Another little poem’s up on the Christian Poets website, “Thought, Deed, and Motive.” I thank John H. for his TFR plug of the last one. No poem was planned for today, but sometimes they just pop out. A statement here, a rhythmic line there, and off goes the mind to register its flow.
• Its’ called priming the pump. Probably nobody under 50 knows what that means, has ever poured the last bit of precious water into a hand pump to draw the cool liquid from the depths of the cistern.
For me, priming the pump is reading broadly, wildly, even. Finding a phrase to match the mood, to strike the match to catch a flame.
Oops, I switched metaphors on you. But what’s a metaphor for, if not to use and drop and swap?
• Let me get on my soapbox for a minute. Unlike churches, religious institutions are often self-perpetuating, with their “development” departments to raise funds and provide a constant stream of income. That’s why they’re especially dangerous, with their tendency to stray from their original purpose and compromise their commitment to truth. I’ve found them to be like presidential candidates: they show lots of promise, but ultimately disappoint.
• The older I get, the more I believe that the key to the church’s health and growth is contained in the one-on-one discipleship and the personal interaction within a congregation. The influence of religious institutions is, often as not, more detrimental to the church than it is positive, not least in its professionalization of the ministry.
• Stepping down off the soapbox, it has rained every day here for the last, oh, month, maybe. Or more. I love rain, but I’m beginning to understand how Noah felt. At least, in part, since I’m not building an ark.
• Best I recall, the last several American presidential elections were touted as being crucial to the continued success of the American dream, or some such phraseology. This one is no exception. The 2012 elections are a “critical historical tipping point,” says one good man. Now, let’s set aside for the moment that elections tend to come in cycles (but still show trends).
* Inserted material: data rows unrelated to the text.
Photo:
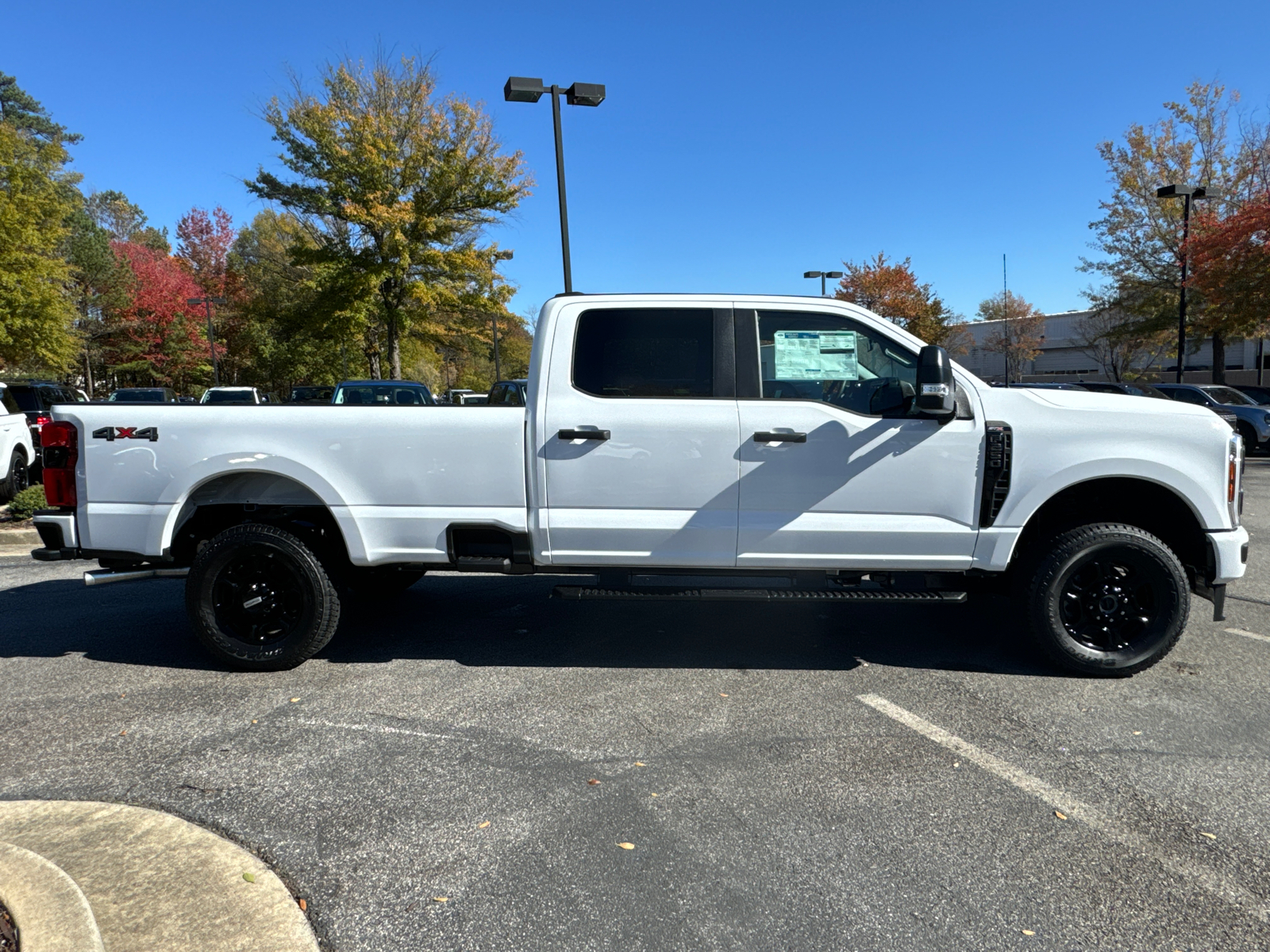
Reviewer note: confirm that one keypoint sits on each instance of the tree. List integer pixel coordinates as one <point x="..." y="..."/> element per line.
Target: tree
<point x="397" y="188"/>
<point x="1018" y="336"/>
<point x="1118" y="342"/>
<point x="205" y="243"/>
<point x="152" y="338"/>
<point x="36" y="200"/>
<point x="1231" y="270"/>
<point x="1141" y="235"/>
<point x="892" y="291"/>
<point x="21" y="112"/>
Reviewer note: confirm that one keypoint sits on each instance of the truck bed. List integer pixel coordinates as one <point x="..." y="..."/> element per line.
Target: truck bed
<point x="394" y="478"/>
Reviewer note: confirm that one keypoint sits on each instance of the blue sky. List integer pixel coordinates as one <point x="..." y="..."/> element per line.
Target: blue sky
<point x="741" y="144"/>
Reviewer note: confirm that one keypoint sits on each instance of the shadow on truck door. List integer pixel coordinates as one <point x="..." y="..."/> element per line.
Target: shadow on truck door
<point x="514" y="622"/>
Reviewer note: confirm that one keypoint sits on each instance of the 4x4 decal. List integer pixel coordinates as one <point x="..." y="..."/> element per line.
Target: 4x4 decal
<point x="114" y="433"/>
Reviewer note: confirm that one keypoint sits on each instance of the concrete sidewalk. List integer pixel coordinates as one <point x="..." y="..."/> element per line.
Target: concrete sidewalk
<point x="152" y="881"/>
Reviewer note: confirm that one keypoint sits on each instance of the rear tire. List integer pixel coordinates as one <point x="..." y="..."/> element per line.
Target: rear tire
<point x="18" y="478"/>
<point x="1108" y="600"/>
<point x="260" y="600"/>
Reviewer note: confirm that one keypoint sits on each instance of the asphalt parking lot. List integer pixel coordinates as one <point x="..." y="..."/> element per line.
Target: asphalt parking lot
<point x="791" y="777"/>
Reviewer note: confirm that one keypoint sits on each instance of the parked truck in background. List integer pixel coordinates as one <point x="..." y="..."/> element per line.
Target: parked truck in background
<point x="770" y="448"/>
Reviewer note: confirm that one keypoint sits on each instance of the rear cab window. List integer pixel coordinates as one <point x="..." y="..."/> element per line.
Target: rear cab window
<point x="645" y="353"/>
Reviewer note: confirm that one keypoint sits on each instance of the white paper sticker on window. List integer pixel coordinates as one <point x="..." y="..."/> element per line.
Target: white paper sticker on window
<point x="816" y="355"/>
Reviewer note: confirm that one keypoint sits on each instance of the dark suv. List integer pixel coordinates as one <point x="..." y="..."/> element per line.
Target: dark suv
<point x="36" y="397"/>
<point x="1253" y="422"/>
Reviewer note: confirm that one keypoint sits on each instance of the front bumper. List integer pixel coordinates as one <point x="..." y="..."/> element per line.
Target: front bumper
<point x="1230" y="555"/>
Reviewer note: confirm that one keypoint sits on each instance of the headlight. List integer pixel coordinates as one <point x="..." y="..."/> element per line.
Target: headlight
<point x="1235" y="478"/>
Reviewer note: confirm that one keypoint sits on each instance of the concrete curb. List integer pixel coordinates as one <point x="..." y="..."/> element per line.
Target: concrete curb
<point x="156" y="882"/>
<point x="48" y="909"/>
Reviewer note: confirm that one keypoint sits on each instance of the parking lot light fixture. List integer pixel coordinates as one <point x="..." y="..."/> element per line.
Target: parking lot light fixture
<point x="822" y="276"/>
<point x="530" y="89"/>
<point x="1187" y="194"/>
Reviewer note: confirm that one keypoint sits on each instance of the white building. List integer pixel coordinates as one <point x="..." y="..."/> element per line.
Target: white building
<point x="1062" y="355"/>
And let us not forget the sovereignty of God, who rules over the affairs of men (while still allowing them plenty of leeway in their free will). I think I tend to agree with that phrase.
Assuming it’s true, however, Republicans have made an early start at lousing it up, if they have in mind to pull the country back from a socialist bent. If. Often a big word, that if, isn’t it?
• I doubt I have a thoroughly political bone in my body, although, like the World Cup every four years, I watch the presidential goings-on with interest. I don’t keep up with the soccer teams between those quadrennial points of emotion. Nor with politics. Through an accident of geography and a choice of political philosophy, my favorite team consistently does better in the games than my candidates, if I have one, do in the elections.
• Do you tire quickly of politics? Me, too. Because I know, unlike some, that salvation does not come by government. Nor prosperity. Though government (and perhaps even involvement in such) can do much to hinder both. Now there’s a spiritual thought to ponder.